The criminalization of HIV nondisclosure is contentious. Many AIDS service organizations in Canada and elsewhere have spoken out against the over-extension of the criminal law to deal with HIV. Among other concerns, it should be self-evident that criminalization — especially when it reinforces misunderstandings about the risk of transmission of the virus — increases stigma and frustrates public-health efforts to encourage people to get tested in the first place. If you’re seen as a potential criminal for not disclosing that you have HIV, even if you’ve taken highly effective precautions such as using a condom or your medication means you’re essentially non-infectious, would you risk getting tested?
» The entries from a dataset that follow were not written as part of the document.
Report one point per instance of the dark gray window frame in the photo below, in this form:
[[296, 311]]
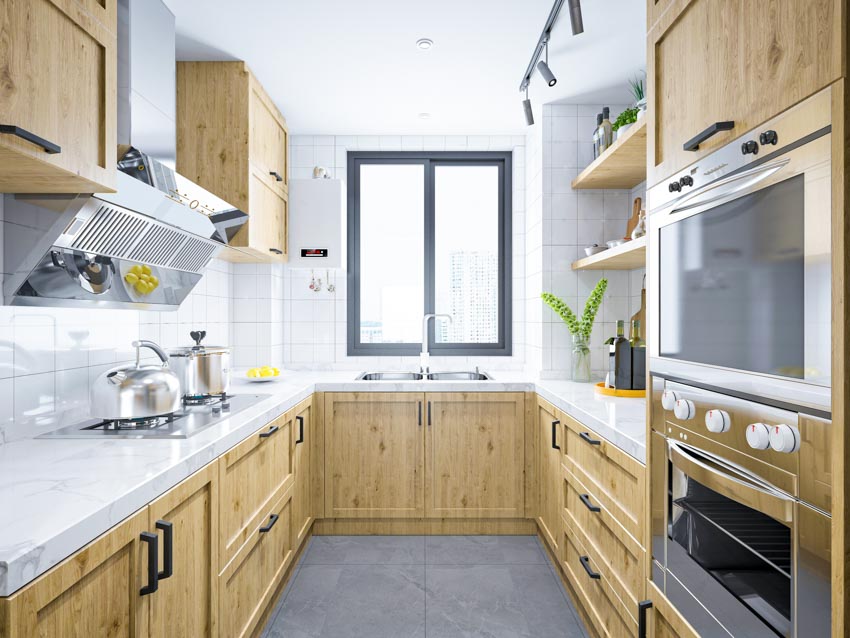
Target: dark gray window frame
[[504, 161]]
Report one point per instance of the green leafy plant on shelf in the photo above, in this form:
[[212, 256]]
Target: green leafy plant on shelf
[[578, 327], [629, 116]]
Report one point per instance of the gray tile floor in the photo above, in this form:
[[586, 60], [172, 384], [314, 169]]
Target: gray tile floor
[[418, 586]]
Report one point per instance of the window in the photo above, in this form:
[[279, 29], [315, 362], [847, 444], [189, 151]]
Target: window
[[429, 233]]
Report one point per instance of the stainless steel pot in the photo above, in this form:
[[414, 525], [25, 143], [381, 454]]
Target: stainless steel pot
[[203, 370], [138, 391]]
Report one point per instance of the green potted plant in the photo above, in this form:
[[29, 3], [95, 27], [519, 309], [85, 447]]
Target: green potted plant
[[580, 329]]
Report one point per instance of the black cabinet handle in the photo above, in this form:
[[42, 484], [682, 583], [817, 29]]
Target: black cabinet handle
[[585, 436], [300, 420], [585, 562], [153, 558], [269, 432], [693, 143], [643, 607], [49, 147], [167, 549], [272, 520], [585, 498]]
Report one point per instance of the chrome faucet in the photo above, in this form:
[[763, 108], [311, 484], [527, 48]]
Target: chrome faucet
[[424, 357]]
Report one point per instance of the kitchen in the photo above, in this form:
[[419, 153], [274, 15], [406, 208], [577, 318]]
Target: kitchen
[[380, 319]]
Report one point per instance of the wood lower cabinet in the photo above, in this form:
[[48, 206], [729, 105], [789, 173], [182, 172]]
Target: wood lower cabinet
[[374, 455], [474, 455], [59, 71], [187, 601], [95, 592], [549, 474]]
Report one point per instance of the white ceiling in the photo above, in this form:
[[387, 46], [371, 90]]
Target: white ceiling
[[352, 67]]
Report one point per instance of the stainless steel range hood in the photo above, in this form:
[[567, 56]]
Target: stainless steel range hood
[[77, 250]]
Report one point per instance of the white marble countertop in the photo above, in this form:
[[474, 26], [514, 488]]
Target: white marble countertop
[[57, 495]]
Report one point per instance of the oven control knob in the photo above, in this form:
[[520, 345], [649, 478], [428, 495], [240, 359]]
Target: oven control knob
[[718, 421], [685, 410], [668, 399], [784, 438], [758, 436]]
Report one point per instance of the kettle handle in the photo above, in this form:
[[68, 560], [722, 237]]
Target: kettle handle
[[144, 343]]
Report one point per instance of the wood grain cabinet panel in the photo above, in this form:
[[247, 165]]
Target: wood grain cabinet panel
[[739, 60], [95, 592], [251, 475], [474, 452], [58, 64], [233, 141], [374, 455]]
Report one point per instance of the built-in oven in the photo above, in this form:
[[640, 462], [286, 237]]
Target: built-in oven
[[739, 262], [740, 500]]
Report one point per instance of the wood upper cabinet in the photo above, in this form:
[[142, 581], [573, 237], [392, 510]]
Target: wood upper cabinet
[[474, 455], [95, 592], [732, 60], [549, 474], [233, 141], [374, 455], [187, 600], [58, 68]]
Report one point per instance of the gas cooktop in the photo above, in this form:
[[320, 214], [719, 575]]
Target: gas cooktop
[[184, 423]]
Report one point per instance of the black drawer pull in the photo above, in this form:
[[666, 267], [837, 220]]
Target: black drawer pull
[[167, 549], [643, 607], [153, 558], [269, 432], [272, 520], [693, 143], [585, 562], [300, 420], [49, 147], [585, 498], [555, 425], [586, 436]]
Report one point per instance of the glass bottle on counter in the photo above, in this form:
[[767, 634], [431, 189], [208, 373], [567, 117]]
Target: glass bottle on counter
[[620, 359], [638, 347]]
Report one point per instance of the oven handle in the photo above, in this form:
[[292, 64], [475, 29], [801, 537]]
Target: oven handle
[[743, 488], [740, 181]]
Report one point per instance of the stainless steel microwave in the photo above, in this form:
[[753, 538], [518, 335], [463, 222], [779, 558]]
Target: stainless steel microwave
[[740, 259]]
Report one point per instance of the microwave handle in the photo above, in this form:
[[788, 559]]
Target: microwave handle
[[738, 182], [768, 502]]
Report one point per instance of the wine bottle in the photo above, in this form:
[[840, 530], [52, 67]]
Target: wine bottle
[[620, 359], [638, 346]]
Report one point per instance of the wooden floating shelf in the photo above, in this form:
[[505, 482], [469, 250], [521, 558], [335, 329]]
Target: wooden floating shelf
[[627, 256], [623, 165]]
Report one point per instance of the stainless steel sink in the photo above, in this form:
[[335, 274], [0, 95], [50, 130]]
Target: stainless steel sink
[[459, 376], [390, 376]]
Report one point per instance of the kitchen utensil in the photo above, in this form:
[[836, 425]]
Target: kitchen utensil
[[203, 370], [137, 391]]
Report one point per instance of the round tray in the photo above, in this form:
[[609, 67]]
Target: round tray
[[614, 392]]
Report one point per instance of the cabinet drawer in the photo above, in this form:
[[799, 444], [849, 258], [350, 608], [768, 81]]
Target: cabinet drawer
[[247, 584], [615, 478], [607, 612], [616, 550], [251, 474]]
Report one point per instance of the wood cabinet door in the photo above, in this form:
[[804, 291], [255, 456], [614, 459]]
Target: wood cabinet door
[[95, 592], [549, 474], [187, 600], [59, 84], [474, 451], [374, 455], [739, 60], [303, 446]]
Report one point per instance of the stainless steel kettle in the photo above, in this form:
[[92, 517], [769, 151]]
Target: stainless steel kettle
[[138, 391]]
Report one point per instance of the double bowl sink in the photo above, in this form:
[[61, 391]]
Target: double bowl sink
[[429, 376]]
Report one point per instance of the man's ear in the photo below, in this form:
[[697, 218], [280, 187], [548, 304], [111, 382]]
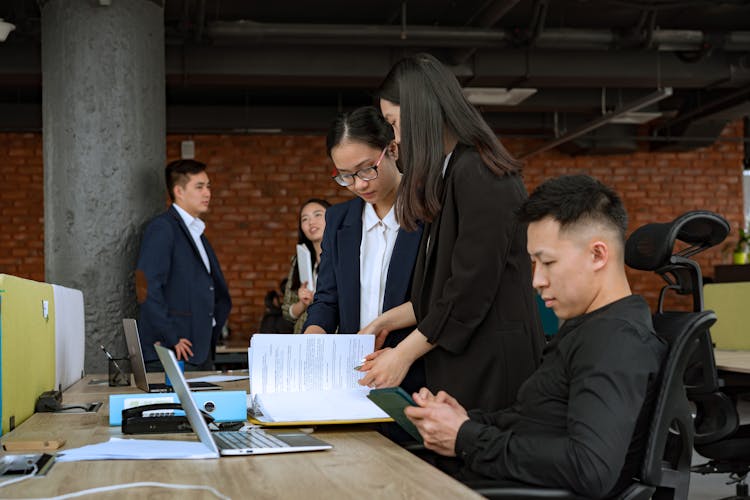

Against such a backdrop, the activist organization AIDS Action Now! recently launched Think Twice, a campaign that encourages individuals to reconsider whether it is appropriate to report a sexual partner with HIV to the police or press charges. Many accept that criminal law might be appropriate in the exceptional case of an individual who deliberately seeks to cause harm by infecting someone. However, it is misguided to treat non-disclosure of information in the context of a consensual sexual encounter the same way under the law as the use of physical force, or the fear of force, to commit what we normally think of as sexual assault. And the danger of a hyper-criminal response to HIV is that it frames all cases involving transmission of, or exposure to, HIV in simplistic terms of “offender” and “victim” — even when there has been little or no risk of transmission.

Opposing an overly broad use of criminal charges should not be confused with discounting the experiences of complainants. HIV infection is no longer the death sentence that it was in the early days, but certainly remains serious and life-changing. This is why we need dedicated, frontline AIDS service organizations and the prevention, care and support services they provide.

But, as ethicists Ronald Bayer and Robert Klitzman observe: “HIV continues to be spread not from malevolence but from sexual behaviours and drug use that do not entail a wish to harm others.” This suggests the use of the criminal law is limited. “How could it be otherwise,” they ask, “where ambiguity (in sexual partners’ communication) is often the norm, and where definitions, even of basic terms such as disclosure, truth, lies, risk, and safer sex, provoke disagreement?”